Last updated February 8, 2026

Defining AI — Scope and Boundaries¶

The Definitional Problem¶

Artificial intelligence is powerful. Genuinely, transformatively powerful. But power without clear boundaries is risk.

Picture a conference room in a major city: fluorescent lights humming overhead, a projector casting slides onto a white wall, executives leaning forward with pens hovering over contracts. They're about to commit millions to an "AI initiative." They sign. They launch pilots. They reorganize entire teams. And yet, if pressed, not one person in that room could offer a precise definition of what they just bought.

This scene plays out constantly. The confusion starts here, at the foundation. When the definition is fuzzy, expectations drift. Roadmaps fracture. Budgets evaporate.

Artificial Intelligence isn't a single invention. It's not some solitary breakthrough that occurred in a laboratory somewhere. It's a family of four distinct philosophies that have competed for dominance over the past seventy years—each with its champions, its funding cycles, its winters of discontent, and its moments of vindication.

Each philosophy implies different system architectures, different talent requirements, different risk profiles, and different governance models. Clarity in definition isn't academic. It's the first line of defense.

Stuart Russell, a computer science professor at Berkeley whose office overlooks the hills of the East Bay, and Peter Norvig, who spent years directing research inside the Googleplex in Mountain View, first articulated a useful framework for organizing these philosophies in Artificial Intelligence: A Modern Approach. The textbook, now in its 4^th edition from 2020 (Amazon), became the most widely adopted AI textbook in history—the book that trained generations of researchers from Cambridge to Shanghai.

Russell and Norvig arranged the competing schools along two axes.

One axis poses a fundamental question: Is the goal to behave like a human, or to behave rationally? These are profoundly different objectives with profoundly different consequences.
The second axis asks: Are we concerned with the internal thought process, or only with observable external behavior?

This framework yields four classical schools of thought, each carrying its own intellectual history and its own practical relevance.

The Four Schools of AI¶

The Four Schools of AI

Quadrant One: Systems That Think Like Humans¶

The first quadrant is cognitive modeling—the domain of cognitive science. The objective: to understand and replicate how people actually think, neural structure by neural structure, biases and all.

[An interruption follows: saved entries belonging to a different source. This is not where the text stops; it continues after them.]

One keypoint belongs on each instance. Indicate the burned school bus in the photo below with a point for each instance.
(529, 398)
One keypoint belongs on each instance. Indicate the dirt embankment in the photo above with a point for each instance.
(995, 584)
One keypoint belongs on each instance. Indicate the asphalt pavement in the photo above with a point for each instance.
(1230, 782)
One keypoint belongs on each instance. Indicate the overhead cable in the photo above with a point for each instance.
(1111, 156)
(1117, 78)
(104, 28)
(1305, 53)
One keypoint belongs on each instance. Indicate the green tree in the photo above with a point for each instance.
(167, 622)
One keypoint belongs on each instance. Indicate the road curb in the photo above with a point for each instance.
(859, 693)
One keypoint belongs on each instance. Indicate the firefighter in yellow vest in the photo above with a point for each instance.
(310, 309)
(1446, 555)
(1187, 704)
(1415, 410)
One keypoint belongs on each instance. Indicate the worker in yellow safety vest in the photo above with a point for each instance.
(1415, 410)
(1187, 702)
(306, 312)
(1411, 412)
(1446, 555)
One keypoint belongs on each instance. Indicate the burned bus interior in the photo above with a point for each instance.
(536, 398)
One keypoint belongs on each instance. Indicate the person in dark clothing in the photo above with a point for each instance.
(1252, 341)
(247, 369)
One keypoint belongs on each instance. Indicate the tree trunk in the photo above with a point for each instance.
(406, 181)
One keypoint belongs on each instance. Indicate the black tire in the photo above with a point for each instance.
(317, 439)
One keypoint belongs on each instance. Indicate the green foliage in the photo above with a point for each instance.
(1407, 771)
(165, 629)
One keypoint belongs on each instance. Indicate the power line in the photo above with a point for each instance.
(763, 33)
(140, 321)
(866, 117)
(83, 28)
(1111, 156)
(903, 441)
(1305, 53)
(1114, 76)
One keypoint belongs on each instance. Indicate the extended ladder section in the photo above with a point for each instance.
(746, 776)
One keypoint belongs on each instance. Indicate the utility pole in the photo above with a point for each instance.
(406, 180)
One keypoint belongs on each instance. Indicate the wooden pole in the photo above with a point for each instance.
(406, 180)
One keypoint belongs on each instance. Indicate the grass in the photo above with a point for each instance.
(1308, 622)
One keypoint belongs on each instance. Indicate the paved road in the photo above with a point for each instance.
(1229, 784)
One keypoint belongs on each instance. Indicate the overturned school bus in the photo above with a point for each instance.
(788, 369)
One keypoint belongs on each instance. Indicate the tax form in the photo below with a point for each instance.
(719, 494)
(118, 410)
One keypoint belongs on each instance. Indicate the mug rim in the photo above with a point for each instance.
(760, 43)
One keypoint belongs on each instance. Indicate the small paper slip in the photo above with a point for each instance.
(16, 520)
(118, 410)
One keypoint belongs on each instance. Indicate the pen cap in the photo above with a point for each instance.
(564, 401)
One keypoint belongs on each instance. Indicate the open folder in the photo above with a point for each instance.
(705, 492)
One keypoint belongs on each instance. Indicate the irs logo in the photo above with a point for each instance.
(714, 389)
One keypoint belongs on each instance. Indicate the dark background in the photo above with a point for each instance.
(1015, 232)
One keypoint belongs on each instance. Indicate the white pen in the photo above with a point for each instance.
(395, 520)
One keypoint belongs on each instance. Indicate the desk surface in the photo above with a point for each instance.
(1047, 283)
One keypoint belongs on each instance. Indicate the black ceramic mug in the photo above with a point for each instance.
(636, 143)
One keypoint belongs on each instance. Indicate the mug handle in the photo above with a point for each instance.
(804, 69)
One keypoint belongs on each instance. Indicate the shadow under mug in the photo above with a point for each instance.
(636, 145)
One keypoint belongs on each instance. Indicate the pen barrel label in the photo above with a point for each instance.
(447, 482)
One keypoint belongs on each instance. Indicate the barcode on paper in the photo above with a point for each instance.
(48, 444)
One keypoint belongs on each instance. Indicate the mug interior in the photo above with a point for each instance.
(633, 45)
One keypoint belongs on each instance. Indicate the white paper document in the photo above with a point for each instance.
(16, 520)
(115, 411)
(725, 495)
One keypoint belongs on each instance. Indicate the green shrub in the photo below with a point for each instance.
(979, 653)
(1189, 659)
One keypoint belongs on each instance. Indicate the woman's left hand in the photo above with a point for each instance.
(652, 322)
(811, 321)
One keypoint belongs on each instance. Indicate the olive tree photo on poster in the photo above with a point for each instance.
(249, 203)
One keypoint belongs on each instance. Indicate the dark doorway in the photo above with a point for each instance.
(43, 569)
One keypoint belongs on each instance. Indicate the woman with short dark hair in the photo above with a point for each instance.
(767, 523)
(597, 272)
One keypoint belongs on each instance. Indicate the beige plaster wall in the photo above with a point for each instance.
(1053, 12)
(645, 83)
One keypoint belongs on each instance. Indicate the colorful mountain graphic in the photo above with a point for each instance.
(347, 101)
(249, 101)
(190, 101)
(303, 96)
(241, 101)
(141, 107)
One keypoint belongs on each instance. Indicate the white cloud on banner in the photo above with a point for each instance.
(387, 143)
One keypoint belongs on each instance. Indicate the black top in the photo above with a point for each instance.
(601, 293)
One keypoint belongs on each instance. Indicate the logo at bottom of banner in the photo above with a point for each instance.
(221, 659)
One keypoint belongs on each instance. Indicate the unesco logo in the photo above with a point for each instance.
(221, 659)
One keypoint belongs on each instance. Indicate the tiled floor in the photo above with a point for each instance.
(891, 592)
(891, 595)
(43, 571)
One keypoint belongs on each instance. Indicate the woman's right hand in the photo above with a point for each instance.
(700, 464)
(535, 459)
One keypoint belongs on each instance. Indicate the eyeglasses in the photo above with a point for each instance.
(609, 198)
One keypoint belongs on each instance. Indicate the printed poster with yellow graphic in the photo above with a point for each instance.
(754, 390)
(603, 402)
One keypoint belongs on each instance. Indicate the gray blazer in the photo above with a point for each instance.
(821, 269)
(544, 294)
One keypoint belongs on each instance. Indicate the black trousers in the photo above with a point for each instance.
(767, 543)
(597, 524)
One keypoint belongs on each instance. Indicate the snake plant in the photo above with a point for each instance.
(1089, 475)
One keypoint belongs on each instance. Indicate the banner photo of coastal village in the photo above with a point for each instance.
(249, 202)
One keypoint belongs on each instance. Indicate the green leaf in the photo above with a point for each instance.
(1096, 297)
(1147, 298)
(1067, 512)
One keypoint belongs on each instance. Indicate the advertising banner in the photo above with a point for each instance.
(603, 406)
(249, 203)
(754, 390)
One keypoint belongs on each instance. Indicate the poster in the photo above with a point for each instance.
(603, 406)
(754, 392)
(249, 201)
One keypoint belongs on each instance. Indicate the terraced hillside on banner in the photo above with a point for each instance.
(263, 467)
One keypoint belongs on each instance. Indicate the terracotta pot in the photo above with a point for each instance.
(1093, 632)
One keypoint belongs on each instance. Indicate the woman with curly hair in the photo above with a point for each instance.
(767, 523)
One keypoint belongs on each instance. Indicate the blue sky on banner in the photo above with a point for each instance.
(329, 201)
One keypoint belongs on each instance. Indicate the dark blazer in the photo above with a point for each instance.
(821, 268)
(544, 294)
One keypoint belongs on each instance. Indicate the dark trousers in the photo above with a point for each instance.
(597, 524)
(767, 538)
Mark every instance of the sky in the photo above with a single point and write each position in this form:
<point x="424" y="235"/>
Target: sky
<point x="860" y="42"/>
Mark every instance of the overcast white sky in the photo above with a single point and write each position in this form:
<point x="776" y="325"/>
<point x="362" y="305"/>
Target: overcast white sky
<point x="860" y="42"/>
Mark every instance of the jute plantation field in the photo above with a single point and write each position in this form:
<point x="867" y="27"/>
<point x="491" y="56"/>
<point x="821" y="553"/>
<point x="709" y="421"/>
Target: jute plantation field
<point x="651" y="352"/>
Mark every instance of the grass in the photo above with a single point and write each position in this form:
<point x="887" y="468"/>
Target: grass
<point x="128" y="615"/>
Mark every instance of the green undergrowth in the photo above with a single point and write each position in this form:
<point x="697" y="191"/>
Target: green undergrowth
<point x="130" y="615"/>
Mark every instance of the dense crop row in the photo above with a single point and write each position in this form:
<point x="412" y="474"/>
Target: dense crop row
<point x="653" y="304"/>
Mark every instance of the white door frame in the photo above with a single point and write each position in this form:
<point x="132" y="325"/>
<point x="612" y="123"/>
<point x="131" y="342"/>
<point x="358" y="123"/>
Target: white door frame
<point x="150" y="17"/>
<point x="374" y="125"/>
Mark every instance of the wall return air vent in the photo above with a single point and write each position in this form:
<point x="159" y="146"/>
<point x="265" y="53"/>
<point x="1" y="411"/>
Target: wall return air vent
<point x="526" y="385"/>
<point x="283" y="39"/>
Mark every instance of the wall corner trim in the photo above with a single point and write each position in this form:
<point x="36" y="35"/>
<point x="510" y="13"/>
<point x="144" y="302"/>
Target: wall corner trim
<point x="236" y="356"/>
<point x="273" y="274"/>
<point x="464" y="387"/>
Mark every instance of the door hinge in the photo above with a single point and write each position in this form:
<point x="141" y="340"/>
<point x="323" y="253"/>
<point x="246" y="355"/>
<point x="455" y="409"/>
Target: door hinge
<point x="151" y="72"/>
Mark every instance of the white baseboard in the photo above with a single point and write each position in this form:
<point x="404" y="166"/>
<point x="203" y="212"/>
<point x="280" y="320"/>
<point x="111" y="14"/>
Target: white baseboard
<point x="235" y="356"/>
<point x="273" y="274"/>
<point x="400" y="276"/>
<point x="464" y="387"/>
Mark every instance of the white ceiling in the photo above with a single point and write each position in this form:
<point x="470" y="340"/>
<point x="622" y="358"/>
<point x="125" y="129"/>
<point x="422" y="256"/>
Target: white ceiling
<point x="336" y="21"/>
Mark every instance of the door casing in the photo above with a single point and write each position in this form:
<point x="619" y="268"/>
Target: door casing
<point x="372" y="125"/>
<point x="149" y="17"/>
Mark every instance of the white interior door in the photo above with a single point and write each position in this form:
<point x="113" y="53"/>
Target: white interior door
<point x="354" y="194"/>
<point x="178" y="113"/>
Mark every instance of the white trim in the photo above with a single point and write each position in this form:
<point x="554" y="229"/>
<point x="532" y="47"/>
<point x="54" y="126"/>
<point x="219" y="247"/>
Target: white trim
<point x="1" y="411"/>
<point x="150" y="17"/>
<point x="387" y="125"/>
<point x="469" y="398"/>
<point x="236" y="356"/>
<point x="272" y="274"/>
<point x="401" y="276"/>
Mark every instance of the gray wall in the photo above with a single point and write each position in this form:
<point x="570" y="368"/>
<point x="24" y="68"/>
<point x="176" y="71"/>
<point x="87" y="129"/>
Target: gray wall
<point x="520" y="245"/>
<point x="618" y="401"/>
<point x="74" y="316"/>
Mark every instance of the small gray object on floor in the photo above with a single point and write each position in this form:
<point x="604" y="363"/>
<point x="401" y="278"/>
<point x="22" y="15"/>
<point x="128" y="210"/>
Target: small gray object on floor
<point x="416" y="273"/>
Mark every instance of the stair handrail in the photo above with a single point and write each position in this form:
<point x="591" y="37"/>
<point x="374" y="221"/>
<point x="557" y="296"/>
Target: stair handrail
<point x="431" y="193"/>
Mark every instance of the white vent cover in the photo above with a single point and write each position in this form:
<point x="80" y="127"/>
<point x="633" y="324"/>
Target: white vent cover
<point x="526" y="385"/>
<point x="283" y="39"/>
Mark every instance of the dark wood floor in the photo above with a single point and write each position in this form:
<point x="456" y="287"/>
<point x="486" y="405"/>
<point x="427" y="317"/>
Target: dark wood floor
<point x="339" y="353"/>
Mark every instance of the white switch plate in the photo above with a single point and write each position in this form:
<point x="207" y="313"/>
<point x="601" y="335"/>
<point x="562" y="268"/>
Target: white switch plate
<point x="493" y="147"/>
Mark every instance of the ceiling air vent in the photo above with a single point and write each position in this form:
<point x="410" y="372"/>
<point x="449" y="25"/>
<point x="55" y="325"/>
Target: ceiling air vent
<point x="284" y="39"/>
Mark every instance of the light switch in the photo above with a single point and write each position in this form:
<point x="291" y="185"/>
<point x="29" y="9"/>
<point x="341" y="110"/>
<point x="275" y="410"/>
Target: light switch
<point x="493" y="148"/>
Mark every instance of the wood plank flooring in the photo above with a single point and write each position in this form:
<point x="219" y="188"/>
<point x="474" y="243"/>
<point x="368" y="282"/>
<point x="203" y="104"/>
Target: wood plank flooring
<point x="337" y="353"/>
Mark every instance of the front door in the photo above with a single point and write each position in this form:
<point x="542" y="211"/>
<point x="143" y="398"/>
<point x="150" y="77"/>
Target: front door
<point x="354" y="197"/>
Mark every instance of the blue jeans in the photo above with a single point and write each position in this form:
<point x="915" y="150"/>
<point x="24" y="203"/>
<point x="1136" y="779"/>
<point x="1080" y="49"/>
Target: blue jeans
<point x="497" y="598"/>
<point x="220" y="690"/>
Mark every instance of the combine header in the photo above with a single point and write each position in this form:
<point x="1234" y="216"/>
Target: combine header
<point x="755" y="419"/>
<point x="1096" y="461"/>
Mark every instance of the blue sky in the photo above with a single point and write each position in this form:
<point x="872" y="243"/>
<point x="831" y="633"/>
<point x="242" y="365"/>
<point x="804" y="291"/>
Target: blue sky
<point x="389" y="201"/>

Researchers in this tradition draw from psychology, neuroscience, and cognitive theory to build models that mirror human reasoning patterns. In the 1970s and 1980s, at Carnegie Mellon and other universities, teams developed architectures like ACT-R and SOAR. Allen Newell, working in a cramped office filled with chalkboard diagrams of the mind, pursued what he called "unified theories of cognition"—a single computational framework that could explain how humans remember, decide, and solve problems.

This approach has value for science. It helps test theories about the mind. But it's far less valuable as a design blueprint for scalable systems. Replicating human biases and biological limitations isn't how you build durable advantage. Engineering against human flaws doesn't scale.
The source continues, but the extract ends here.